На закате пришла улыбающаяся Клара Милецкая; она разрумянилась от быстрой ходьбы, волосы у нее рассыпались по плечам, так как соломенную шляпу она держала в руках. Владек с огромным букетом ландышей и незабудок, которые он нарвал на берегу, то отставал от матери, то забегал вперед.

Мы приятно провели вечер. Я показала Кларе дом, книги, картины, цветы, вышивание. Впервые мне предоставилась возможность поделиться с кем-нибудь планами, рассказать о своих занятиях; в первый раз я не одна восхищалась произведениями искусства и природой; впервые было у кого спросить совета, было с кем откровенно поболтать. Клара с удовольствием рассматривала картины и книги, склонялась над цветочными клумбами; но я не заметила у нее ни тени удивления, зависти или сожаления, что у нее всего этого нет. Как женщина образованная, она о многом слышала и читала, а владея таким неоценимым сокровищем, как любовь мужа и семейное согласие, она не мечтала об ином богатстве. Спустя несколько часов, когда мы наболтались всласть, обежали весь дом и сад, осмотрели книги и картины, Клара сжимая мои руки, весело промолвила:

— У тебя очень красиво, Регина, но где твой муж? Познакомь меня с ним!

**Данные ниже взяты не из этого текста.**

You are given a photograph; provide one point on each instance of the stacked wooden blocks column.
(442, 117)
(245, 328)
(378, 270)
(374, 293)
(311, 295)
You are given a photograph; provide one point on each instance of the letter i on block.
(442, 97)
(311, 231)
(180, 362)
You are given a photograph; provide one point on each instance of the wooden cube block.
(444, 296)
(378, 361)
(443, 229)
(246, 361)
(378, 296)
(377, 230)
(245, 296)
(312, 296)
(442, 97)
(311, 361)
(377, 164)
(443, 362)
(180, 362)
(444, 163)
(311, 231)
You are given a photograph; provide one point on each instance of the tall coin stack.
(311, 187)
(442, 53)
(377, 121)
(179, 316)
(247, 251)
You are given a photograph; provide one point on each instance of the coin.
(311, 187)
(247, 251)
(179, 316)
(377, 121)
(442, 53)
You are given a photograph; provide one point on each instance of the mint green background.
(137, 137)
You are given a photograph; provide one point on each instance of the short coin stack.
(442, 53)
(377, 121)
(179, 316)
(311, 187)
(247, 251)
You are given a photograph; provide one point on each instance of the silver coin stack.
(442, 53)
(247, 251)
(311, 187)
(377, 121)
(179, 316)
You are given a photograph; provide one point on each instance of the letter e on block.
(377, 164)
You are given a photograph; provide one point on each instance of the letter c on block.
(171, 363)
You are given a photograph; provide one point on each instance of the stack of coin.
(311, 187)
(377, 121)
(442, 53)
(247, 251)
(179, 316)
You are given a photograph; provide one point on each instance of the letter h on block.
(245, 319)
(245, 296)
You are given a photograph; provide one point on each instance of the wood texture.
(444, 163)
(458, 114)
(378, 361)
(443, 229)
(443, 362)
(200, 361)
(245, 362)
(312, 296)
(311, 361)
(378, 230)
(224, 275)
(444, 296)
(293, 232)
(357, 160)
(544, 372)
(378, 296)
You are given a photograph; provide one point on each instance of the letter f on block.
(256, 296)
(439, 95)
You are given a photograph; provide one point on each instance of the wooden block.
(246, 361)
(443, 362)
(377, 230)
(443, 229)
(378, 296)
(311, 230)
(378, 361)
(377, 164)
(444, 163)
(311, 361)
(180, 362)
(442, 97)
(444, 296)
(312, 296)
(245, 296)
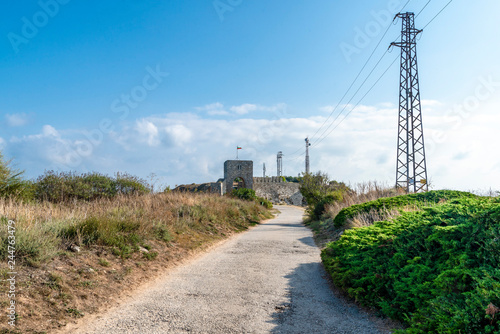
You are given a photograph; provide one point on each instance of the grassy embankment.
(123, 241)
(429, 260)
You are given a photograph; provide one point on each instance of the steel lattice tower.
(280, 163)
(411, 170)
(307, 155)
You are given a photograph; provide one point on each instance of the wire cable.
(438, 14)
(360, 100)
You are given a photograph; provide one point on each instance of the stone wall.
(279, 192)
(268, 179)
(238, 169)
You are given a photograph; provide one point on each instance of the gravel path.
(267, 280)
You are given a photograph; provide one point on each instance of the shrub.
(320, 207)
(66, 186)
(319, 191)
(11, 183)
(420, 199)
(436, 269)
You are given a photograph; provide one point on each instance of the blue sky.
(172, 87)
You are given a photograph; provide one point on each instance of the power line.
(360, 100)
(428, 2)
(321, 139)
(438, 14)
(357, 76)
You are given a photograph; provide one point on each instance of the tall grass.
(361, 193)
(124, 223)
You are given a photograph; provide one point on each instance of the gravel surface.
(266, 280)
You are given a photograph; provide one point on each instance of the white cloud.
(214, 109)
(218, 109)
(148, 131)
(186, 148)
(15, 120)
(244, 108)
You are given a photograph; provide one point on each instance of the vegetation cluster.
(435, 267)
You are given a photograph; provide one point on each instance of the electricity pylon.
(279, 163)
(411, 169)
(307, 155)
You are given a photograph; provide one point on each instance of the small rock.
(74, 248)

— Он уехал на охоту, — ответила я, стараясь придать лицу спокойное выражение, но, видно, мне это не удалось, потому что Клара посмотрела на меня испытующе, помолчала и переменила разговор.

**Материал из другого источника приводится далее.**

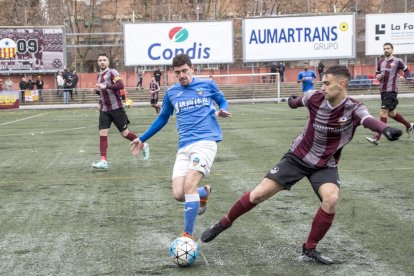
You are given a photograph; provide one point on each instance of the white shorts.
(198, 156)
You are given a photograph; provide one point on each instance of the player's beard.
(184, 81)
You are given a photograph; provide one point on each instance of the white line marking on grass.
(43, 132)
(27, 118)
(112, 178)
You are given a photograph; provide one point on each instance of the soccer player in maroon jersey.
(109, 84)
(332, 120)
(387, 74)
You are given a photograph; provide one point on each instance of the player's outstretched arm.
(392, 133)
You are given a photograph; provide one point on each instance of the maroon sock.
(131, 136)
(320, 226)
(384, 120)
(399, 118)
(242, 206)
(103, 146)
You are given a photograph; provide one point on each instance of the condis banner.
(158, 43)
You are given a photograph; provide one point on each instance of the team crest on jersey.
(196, 161)
(274, 170)
(342, 120)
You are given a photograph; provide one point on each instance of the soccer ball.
(184, 251)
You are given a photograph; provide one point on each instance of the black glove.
(291, 98)
(392, 133)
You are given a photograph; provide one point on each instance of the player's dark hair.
(339, 70)
(181, 59)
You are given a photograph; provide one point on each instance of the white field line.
(42, 132)
(23, 119)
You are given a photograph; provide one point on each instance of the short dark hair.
(339, 70)
(181, 59)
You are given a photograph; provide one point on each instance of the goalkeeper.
(314, 154)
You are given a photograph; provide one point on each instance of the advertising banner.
(32, 49)
(299, 38)
(396, 28)
(9, 99)
(31, 95)
(158, 43)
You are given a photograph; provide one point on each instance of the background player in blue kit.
(306, 77)
(192, 99)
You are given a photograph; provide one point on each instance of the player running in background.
(387, 73)
(333, 118)
(192, 99)
(109, 84)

Она сказала, что не заметила, как пролетело время, а дома между тем ее ждет муж и хозяйство, и, сердечно обняв меня на прощание, ушла.

Я смотрела ей вслед, в темноте еще долго мелькало ее светлое платье, и в тихом воздухе звучал лепет Владека, а временами дружный смех матери и ребенка.

Наконец грациозная фигурка Клары исчезла вдали, смолк, приглушенный расстоянием, серебристый голосок Владека, а я все стояла на берегу, смотрела на усадьбу и думала о том, какое счастье ждет Клару дома.

Любители посудачить утверждают, будто дружба между двумя женщинами невозможна, ибо любой пустяк вызывает у них зависть. Тот, кто хочет проверить, так ли это, пусть присмотрится внимательно к женщинам, и тогда он увидит, что природа и общественное положение и на них наложили отпечаток. Как среди мужчин есть мужчины-люди, мужчины-пресмыкающиеся, мужчины-обезьяны, мужчины-волки, так и женщины делятся на женщин-людей, женщин-кукол, женщин-гусынь.